RoCoIns: Enhancing Robustness of Large Language Models through Code-Style Instructions
Yuansen Zhang, Xiao Wang, Zhiheng Xi, Han Xia, Tao Gui, Qi Zhang, Xuanjing Huang
TL;DR
RoCoIns addresses the vulnerability of LLMs to textual adversarial prompts by replacing natural language instructions with code-style prompts, which are more structured and less ambiguous. The method includes an adversarial context approach that blends clean and adversarial in-context demonstrations, effectively performing implicit adversarial training during in-context learning. Empirical results on AdvGLUE and Restaurant-T across GPT-3.5-series models show consistent robustness gains, with notable reductions in Attack Success Rate and improved accuracy, especially under adversarial conditions. The study demonstrates that code-style instruction design, combined with adversarial-context demonstrations, enhances robustness in black-box LLMs and offers practical guidance for prompt design and user-friendliness.
Abstract
Large Language Models (LLMs) have showcased remarkable capabilities in following human instructions. However, recent studies have raised concerns about the robustness of LLMs when prompted with instructions combining textual adversarial samples. In this paper, drawing inspiration from recent works that LLMs are sensitive to the design of the instructions, we utilize instructions in code style, which are more structural and less ambiguous, to replace typically natural language instructions.
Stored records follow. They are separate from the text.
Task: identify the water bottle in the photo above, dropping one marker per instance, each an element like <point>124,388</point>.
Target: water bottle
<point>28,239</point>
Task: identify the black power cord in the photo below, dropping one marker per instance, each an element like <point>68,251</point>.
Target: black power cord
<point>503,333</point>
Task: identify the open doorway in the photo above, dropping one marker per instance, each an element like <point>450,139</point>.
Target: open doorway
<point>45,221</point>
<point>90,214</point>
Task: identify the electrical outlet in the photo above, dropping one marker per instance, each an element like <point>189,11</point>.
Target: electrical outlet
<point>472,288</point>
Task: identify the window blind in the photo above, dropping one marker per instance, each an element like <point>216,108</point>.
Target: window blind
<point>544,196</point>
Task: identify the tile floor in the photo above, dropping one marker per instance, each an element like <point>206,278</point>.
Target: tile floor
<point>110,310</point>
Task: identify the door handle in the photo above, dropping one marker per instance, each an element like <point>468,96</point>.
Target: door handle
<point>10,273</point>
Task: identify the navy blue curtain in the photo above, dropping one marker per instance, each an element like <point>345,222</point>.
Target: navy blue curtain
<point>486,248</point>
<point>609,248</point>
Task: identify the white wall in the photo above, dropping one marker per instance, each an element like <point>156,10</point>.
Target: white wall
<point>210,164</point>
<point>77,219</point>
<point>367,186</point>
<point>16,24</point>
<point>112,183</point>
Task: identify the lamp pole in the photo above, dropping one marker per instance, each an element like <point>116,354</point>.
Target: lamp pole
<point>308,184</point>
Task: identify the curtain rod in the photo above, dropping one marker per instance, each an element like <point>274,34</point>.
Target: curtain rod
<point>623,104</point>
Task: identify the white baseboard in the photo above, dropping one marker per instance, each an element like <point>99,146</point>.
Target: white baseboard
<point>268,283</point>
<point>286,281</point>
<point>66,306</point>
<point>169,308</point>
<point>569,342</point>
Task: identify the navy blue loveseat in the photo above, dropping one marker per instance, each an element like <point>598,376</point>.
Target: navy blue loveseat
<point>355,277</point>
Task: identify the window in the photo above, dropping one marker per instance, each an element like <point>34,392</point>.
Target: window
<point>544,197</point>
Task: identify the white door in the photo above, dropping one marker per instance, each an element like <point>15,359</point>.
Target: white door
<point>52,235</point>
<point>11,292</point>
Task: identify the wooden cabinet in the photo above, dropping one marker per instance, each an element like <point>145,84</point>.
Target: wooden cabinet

Through this conversion, we provide LLMs with more precise instructions and strengthen the robustness of LLMs. Moreover, under few-shot scenarios, we propose a novel method to compose in-context demonstrations using both clean and adversarial samples (\textit{adversarial context method}) to further boost the robustness of the LLMs. Experiments on eight robustness datasets show that our method consistently outperforms prompting LLMs with natural language instructions. For example, with gpt-3.5-turbo, our method achieves an improvement of 5.68\% in test set accuracy and a reduction of 5.66 points in Attack Success Rate (ASR).